Tapi dans l’ombre dans ce qui paraît être un lugubre bloc opératoire, un homme se trouve seul face à ses démons. D’inquiétants mimes, clowns, pantins et même un showman habitent cette chambre de panique dont il débranche les fils le reliant au monde extérieur pour s’engager dans un dialogue de sourds avec sa propre conscience. Cette part abîmée de sa conscience s’incarne d’abord dans une voix robotique, puis se matérialise à travers la présence du danseur Jermaine Spivey, devenant le double de Young. Le langage faillit alors qu’un mode d’emploi de sortie de crise est énuméré à maintes reprises, voué à l’échec.
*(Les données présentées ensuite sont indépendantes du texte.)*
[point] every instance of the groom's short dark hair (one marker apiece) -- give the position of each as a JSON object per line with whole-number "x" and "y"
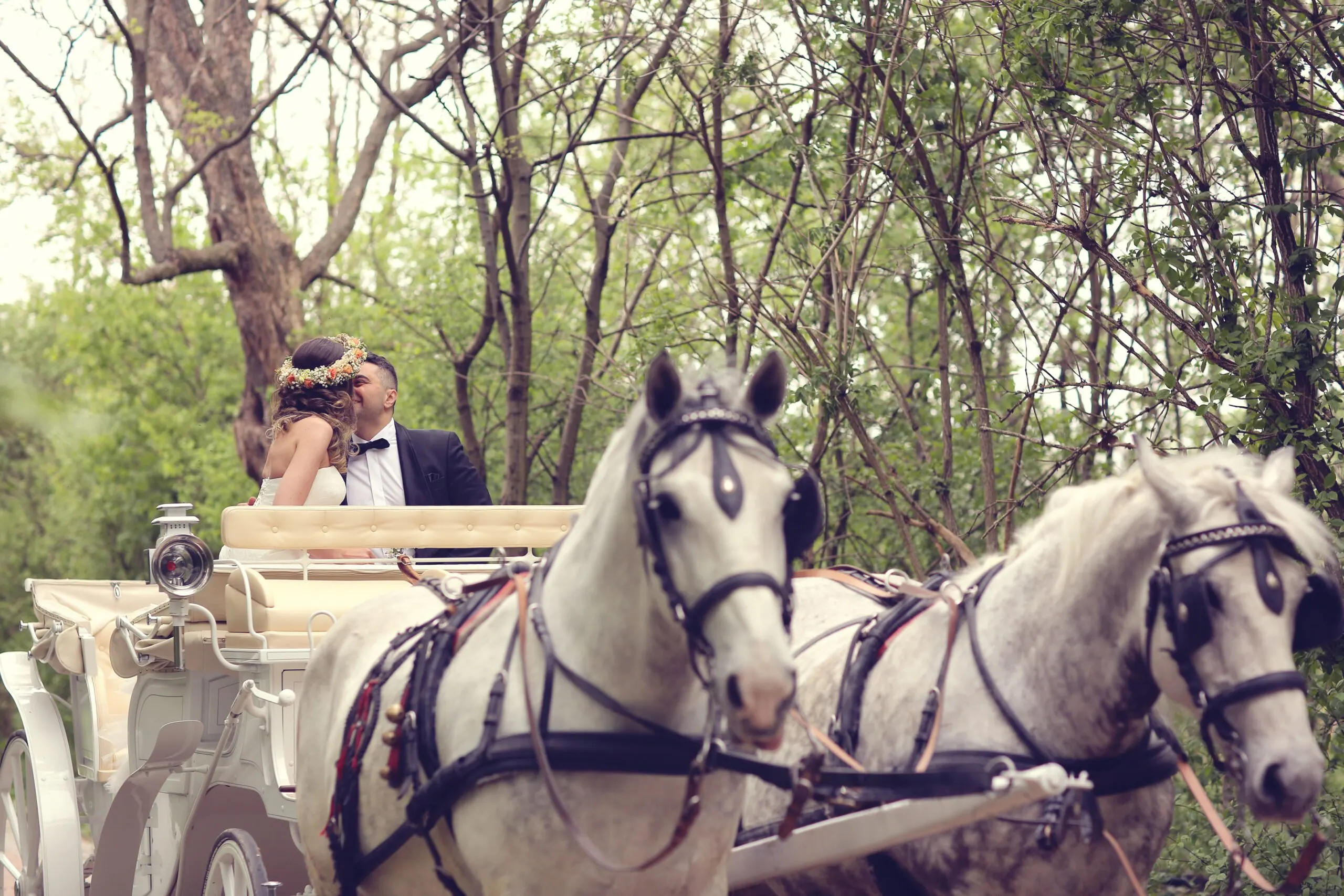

La consommation de substances psychoactives semble la seule (fausse) solution pour fuir temporairement cette chambre et anesthésier son désarroi.

Déstructuré, le texte préenregistré livré d’un bout à l’autre à travers la voix de Young devient matière musicale rythmant les déplacements saccadés des cinq danseurs au vocabulaire expressionniste et théâtral. S’illustre ici la faillite du langage du traumatisé, tandis que s’enchaînent par intermittence des moments de claquettes à l’unisson, des numéros de cha-cha-cha à plume rose bonbon et des chants de type comédie musicale apportant là une savoureuse touche d’humour noir dans ce paysage mental de désolation. On vogue ainsi à travers la conscience fragmentée, les syndromes de dissociation, les hauts et les bas hallucinés d’un être aux prises avec sa dépendance.

Sortie de secours

La force du deuxième acte, plus ancré dans la danse que le premier, repose sur la traduction de cette impossible quiétude de l’esprit à travers les corps. Mention spéciale à Tiffany Tregarthen, terrifiante en clown macabre aux mouvements arachnéens, et à Jermaine Spivey pour ses solos incarnés et ses duos avec Young — l’acteur s’intégrant très habilement parmi les danseurs.

Prenant finalement le dessus sur les mots, c’est le mouvement, véhicule des émotions, qui se trouve souverain dans Betroffenheit. On reconnaîtra la signature singulière de Pite avec ses chaînes humaines élastiques et ce fin travail de groupe où un individu se trouve propulsé dans les airs, tiraillé et ballotté jusqu’au sol. D’une grande virtuosité, la danse oscille entre frénésie et stop-motion – procédé très photographique –, tandis que Young et les danseurs sont en quête d’une sortie de secours. Au fur et à mesure que le personnage confronte et dépasse son sentiment de culpabilité (« I’m not the victim / You’re the disaster waiting to happen ») se dessine une possible voie vers la guérison.

Excellent tandem que forment Pite et Young, qui conjuguent leurs langages respectifs avec une habileté qu’il est très rare de voir dans le registre spectaculaire. Incontournable!

 

Betroffenheit
De Crystal Pite (Kidd Pivot) et Jonathon Young (Electric Company Theatre Vancouver) avec Christopher Hernandez, David Raymond, Cindy Salgado, Jermaine Spivey, Tiffany Tregarthen et Jonathon Young. Présenté dans le cadre du FTA au Centre Pierre-Péladeau jusqu’au 7 juin.